Neil Gaiman, Chuck Wendig, and More Are Uniting to Make Disney Pay Royalties

Neil Gaiman, Chuck Wendig, and More Are Uniting to Make Disney Pay Royalties

Late last year, Alan Dean Foster — the novelist who wrote the first Star Wars novels, the ghost-written novelization of A New Hope and its direct sequel, Splinter of the Mind’s Eye — went public with his struggles to negotiate a royalty contract for his work since Disney took ownership of Lucasfilm. Although Foster’s fight is nearing an end, more writers are asking the company to honour contracts for studios they’ve purchased.

The Guardian reports that several authors have joined forces with the Science Fiction and Fantasy Writers of America and several other writing guilds to create the “DisneyMustPay Joint Taskforce,” so named for the Twitter hashtag that formed when Foster’s plight went public in November 2019. Among them: Neil Gaiman, Chuck Wendig (who himself has written several Star Wars books for Disney), Tess Gerritsen, and Mary Robinette Kowal.

The issue with Foster’s work was that, as the author claimed, Disney was no longer honouring royalties contracts the writer had received for decades from his work on Star Wars and Alien novelisations when the megacorporation acquired Lucasfilm and then 20th Century Fox in 2012 and 2019, respectively — despite the fact that his work was still being reprinted and sold in various forms. Since going public with his request for royalties, Foster made ground in coming to an amicable decision with Disney. “The irritating imbroglio with Disney, which you may have read about, is moving rapidly toward a mutually agreeable conclusion. A formal statement will be forthcoming,” Foster wrote in early April on his official website. A follow-up remark released recently simply adds “The issue with Disney regarding back royalties has been resolved. Further news relating to this matter to be released shortly to the public.”

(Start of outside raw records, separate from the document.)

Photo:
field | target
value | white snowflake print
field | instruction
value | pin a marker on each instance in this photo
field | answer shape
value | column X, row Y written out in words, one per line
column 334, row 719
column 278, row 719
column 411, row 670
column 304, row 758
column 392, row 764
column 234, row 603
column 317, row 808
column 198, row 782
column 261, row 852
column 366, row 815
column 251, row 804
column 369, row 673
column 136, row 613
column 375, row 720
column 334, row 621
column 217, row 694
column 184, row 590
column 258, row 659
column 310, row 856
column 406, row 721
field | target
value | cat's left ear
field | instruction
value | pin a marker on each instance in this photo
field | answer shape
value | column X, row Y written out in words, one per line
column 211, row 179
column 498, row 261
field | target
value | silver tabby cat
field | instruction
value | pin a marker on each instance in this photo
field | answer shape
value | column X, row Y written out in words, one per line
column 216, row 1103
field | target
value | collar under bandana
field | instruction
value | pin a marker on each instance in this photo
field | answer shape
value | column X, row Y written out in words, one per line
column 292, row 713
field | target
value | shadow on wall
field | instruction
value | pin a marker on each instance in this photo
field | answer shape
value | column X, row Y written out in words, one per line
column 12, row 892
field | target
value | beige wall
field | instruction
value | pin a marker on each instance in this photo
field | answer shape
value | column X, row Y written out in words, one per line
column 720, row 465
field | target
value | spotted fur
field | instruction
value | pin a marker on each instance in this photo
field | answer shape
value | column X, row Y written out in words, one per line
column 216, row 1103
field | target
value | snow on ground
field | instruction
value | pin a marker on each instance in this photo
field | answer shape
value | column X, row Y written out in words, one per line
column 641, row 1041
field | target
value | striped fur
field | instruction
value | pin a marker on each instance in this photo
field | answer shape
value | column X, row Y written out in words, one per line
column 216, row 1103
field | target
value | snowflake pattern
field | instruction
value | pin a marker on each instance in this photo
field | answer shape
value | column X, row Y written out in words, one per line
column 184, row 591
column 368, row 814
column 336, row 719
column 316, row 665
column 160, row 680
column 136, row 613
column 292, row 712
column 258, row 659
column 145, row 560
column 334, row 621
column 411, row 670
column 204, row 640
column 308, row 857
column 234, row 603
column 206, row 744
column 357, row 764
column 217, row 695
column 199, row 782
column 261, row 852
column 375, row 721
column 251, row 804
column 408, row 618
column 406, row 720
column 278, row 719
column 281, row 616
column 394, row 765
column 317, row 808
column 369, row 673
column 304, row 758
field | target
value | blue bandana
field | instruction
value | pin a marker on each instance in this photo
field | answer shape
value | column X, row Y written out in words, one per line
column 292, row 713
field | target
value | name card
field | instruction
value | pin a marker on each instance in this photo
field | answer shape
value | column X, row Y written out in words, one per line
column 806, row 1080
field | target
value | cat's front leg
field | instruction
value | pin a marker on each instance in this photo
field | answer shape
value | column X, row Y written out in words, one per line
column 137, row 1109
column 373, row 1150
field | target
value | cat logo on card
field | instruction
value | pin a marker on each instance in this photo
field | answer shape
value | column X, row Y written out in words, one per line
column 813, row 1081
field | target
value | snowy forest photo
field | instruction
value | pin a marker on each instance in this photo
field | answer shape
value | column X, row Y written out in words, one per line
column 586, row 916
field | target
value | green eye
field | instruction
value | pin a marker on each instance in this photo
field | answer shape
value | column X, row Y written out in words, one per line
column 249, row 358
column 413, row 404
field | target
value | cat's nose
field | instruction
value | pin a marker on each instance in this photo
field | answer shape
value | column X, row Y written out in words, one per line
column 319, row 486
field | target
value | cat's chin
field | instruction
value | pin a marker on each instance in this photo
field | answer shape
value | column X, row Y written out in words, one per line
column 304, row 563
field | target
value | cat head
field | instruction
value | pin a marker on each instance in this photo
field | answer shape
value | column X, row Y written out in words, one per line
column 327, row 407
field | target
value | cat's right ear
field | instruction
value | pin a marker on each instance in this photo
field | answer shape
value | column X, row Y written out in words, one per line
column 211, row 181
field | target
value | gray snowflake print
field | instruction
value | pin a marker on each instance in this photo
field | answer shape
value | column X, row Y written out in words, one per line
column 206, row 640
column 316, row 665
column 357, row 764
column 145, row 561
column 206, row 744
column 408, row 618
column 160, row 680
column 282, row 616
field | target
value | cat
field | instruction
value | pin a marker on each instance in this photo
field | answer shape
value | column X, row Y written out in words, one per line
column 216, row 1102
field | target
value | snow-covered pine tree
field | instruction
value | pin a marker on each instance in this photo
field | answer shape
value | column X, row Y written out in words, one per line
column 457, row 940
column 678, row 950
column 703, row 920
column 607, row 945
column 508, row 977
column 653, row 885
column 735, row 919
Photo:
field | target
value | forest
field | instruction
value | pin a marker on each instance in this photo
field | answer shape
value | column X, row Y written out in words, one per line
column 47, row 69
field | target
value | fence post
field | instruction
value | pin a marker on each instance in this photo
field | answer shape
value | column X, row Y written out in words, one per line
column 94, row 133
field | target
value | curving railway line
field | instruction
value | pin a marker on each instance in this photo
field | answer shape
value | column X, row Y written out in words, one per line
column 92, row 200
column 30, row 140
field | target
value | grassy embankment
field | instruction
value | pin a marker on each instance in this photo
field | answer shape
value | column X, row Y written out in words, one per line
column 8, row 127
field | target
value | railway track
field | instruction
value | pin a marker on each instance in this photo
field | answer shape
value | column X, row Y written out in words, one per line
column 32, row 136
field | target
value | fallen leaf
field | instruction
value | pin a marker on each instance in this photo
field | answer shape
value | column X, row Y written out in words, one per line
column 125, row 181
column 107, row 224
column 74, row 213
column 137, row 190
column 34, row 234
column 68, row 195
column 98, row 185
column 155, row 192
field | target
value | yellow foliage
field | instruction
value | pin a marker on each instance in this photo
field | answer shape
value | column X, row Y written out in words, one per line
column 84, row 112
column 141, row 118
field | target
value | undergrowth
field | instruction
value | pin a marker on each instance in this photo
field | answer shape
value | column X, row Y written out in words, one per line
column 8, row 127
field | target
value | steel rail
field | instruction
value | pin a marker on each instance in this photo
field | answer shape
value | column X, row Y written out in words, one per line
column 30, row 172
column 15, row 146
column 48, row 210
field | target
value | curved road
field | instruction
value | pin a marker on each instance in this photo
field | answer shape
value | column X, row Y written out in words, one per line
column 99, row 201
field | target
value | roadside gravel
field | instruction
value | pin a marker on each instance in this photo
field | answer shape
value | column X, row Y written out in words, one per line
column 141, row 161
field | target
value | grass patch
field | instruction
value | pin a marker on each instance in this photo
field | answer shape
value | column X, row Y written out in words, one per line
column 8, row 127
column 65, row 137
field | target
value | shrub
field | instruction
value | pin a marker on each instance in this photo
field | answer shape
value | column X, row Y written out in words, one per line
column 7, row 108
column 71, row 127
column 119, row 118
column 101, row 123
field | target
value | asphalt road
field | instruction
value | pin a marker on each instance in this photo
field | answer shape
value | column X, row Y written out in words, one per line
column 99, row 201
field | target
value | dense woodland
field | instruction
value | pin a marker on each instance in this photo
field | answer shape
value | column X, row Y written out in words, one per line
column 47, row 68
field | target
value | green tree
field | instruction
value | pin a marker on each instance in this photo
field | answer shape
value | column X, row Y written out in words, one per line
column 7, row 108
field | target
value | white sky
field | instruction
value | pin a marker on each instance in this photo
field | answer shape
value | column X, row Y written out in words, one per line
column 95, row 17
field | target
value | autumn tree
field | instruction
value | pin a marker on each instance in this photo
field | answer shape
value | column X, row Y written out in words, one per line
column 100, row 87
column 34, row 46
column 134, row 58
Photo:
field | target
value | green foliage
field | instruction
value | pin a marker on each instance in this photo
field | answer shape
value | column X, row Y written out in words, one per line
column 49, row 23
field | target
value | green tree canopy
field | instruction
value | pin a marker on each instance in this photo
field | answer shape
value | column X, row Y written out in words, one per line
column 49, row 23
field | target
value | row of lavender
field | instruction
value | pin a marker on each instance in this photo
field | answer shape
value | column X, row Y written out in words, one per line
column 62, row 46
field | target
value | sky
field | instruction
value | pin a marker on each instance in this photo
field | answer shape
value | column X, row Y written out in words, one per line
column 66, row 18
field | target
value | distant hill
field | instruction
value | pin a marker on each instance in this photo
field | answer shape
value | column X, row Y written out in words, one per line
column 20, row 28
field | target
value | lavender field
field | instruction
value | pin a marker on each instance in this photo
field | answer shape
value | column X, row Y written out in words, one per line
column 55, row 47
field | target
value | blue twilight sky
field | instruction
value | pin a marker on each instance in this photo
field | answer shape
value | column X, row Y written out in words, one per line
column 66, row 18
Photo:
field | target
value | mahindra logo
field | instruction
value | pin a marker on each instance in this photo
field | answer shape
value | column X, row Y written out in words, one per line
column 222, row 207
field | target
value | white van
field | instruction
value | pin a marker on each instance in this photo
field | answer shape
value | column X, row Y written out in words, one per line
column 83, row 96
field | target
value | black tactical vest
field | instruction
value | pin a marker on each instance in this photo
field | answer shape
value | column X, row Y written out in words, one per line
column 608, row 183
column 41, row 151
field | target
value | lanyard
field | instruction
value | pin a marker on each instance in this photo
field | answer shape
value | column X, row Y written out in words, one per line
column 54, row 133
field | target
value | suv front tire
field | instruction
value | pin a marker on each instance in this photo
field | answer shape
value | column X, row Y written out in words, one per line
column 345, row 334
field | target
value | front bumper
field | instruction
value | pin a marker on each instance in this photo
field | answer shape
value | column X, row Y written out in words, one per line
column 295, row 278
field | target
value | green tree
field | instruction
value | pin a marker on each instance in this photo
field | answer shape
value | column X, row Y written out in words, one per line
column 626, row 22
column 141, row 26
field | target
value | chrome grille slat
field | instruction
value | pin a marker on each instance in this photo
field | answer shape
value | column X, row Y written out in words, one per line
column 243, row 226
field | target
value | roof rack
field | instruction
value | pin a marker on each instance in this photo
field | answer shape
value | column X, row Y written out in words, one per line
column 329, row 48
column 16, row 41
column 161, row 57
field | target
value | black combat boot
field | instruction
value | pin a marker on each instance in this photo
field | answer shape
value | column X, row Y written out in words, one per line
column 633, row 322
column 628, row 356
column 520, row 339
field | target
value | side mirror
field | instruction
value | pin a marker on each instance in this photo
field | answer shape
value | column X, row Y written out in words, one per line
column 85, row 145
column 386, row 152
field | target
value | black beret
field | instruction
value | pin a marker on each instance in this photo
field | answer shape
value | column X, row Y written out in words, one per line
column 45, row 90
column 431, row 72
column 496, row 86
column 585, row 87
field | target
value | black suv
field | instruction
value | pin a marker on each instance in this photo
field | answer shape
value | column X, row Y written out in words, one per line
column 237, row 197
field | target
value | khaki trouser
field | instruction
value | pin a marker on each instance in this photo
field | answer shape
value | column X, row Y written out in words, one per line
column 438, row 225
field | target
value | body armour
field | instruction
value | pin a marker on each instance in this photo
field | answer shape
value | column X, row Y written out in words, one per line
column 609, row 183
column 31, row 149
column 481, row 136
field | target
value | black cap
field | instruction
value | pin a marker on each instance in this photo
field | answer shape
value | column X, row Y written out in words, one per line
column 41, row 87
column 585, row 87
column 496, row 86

The SFWA acknowledges in its press release announcing the task force that Foster’s case may be resolved. However, the group has been approached by multiple writers across licensed novels and tie-in comics — licenses like Star Wars, Buffy the Vampire Slayer and Angel, Indiana Jones, Spider-Man, and the Alien and Predator franchises — who all believe that royalty negotiations for work on those franchises prior to Disney’s acquisition of them have been terminated. The task force says someone who previously wrote Buffy comics while the property was licensed to Dark Horse — which produced them since 1998 — contacted Disney after the rights were removed from Dark Horse and given to Boom Studios post-Fox-acquisition. “When one Buffy author contacted Boom about missing royalties, they were told that ‘royalties don’t transfer,’” the statement added.

“The #DisneyMustPay Joint Task Force is in making sure writers’ working conditions are fair and safe, but individual negotiations are, rightly, between the authors, their agents, and the rights holder. Hence, the Disney Task Force is looking at structural and systemic concerns,” the release continues. “One of those concerns is identifying the authors whose royalty payments may have been missed as a result of acquisition integration. Working with the task force would have streamlined identifying those authors for Disney — since we have current contact information for our various members — and Disney knows when acquisitions happened and for which properties.”

As part of its campaign, the SFWA and the task force are asking writers who believe they have a right to royalties for prior work on franchises now owned by Disney (of which there are a lot these days) to reach out via the group’s official website. But Disney’s purported lack of cooperation — and its decision to resolve the very public situation with Foster privately; no official word has been released by the company yet despite Foster’s own comments that statements would be forthcoming — speaks to the complicated situation that comes with a studio as large as it is acquiring further studios on its quest to become a dominating force of capital in popular culture.

For years now, Disney has reaped the financial gain of its stewardship of the likes of Star Wars and the Marvel Comics universe. It should, at the very least, be willing to help some of the people who helped bring those universes to life in new mediums get their dues, especially in a world where the company is still profiting off of sales of that work.